Rz. 8
Die zum Schadenersatz verpflichtende Handlung – die Pflichtverletzung gegenüber dem Träger der Grundsicherung – liegt in dem nicht, nicht richtig oder nicht vollständigen Ausfüllen der Einkommensbescheinigung oder der nicht, nicht richtigen oder nicht vollständigen Erteilung der Auskunft nach § 57 oder § 60. § 60 Nr. 2 ermächtigt die Jobcenter nach ihrem Sinn und Zweck grundsätzlich aber nicht dazu, von einem Partner des Leistungsberechtigten Auskunft mit Blick auf einen möglichen Schadensersatzanspruch zu verlangen (LSG Berlin-Brandenburg, Urteil v. 9.12.2022, L 229 AS 2166/17).
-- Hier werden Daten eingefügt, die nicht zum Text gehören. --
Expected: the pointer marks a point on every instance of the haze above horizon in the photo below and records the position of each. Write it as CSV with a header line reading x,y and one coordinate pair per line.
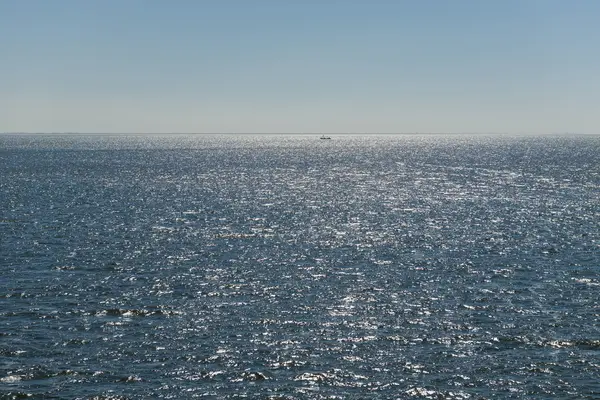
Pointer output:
x,y
268,66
Eine Einkommensbescheidung ist nicht vollständig ausgefüllt, wenn Angaben unterblieben sind, die nach § 58 erforderlich sind (Heitmann, in: Münder/Geiger/Lenze, SGB II, § 62 Rz. 5). Wird die Einkommensbescheinigung zu spät erstellt, kommt ein Schadenersatzanspruch nach § 62 Nr. 1 trotz des Fehlens der Formulierung "nicht rechtzeitig" in Betracht, wenn die Behörde eine angemessene Frist gesetzt hat (Heitmann, in: Münder/Geiger/Lenze, SGB II, § 62 Rz. 6; Blüggel, in: Luik/Harich, SGB II, § 62 Rz. 6, wonach die verspätete Erfüllung eine besondere Form der Nichterfüllung ist; ebenso: Mushoff, in: BeckOK, SGB II, § 62 Rz. 5). Allerdings dürfte eine verspätete Erteilung der Auskunft nach Nr. 1 nur dann einen Schadenersatz begründen können, wenn der Grundsicherungsträger eine angemessene Frist für die Auskunft gesetzt hat und die gesetzte Frist vom Arbeitgeber nicht eingehalten wurde.
Rz. 9
Unproblematisch ist in der Praxis die vollständige Nichterfüllung oder die unvollständige Erfüllung der Bescheinigungs- oder Auskunftspflicht, jedenfalls soweit schriftliche Angaben auf Formularvordrucken verlangt werden. Unvollständig ist die Bescheinigung dann, wenn die in § 58 geforderten Angaben teilweise fehlen, die zur Ermittlung der Leistung erforderlich sind. Soweit in einem Formular Antworten erbeten werden, die vom Gesetz nicht gefordert sind bzw. die keine Relevanz für die Leistungsgewährung haben, führt eine unterlassene oder unrichtige Beantwortung dieser Fragen nicht zu einer Schadenersatzpflicht. Schwierig zu beurteilen kann hingegen die Frage des unrichtigen Ausfüllens sein. Unrichtig ausgefüllt ist eine Einkommensbescheinigung nur dann, wenn auf eine eindeutige Frage eine falsche Antwort gegeben wird. Werden zusätzliche Angaben getätigt oder werden zusätzlich Rubriken auf einem Formular falsch ausgefüllt, die andere, im konkreten Einzelfall nicht zutreffende Fallgestaltungen betreffen, liegt keine Pflichtverletzung vor (vgl. BSG, Urteil v. 30.11.1990, 11 RAr 11/89). Eine rechtliche Wertung darf in der Einkommensbescheinigung nach § 57 oder der zu erteilenden Auskunft nach § 57 nicht verlangt werden (Blüggel, in: Luik/Harich, SGB II, § 62 Rz. 12). Die Rechtslage entspricht derjenigen zu § 312 SGB III (vgl.BSG, Urteil v. 11.1.1989, 7 RAr 88/87). Selbst eine unrichtige Rechtsanwendung kann keinen Schadenersatzanspruch begründen, da nur die Angabe von Tatsachen erforderlich ist (vgl. BSG, Urteil v. 28.6.1991, 11 RAr 117/90).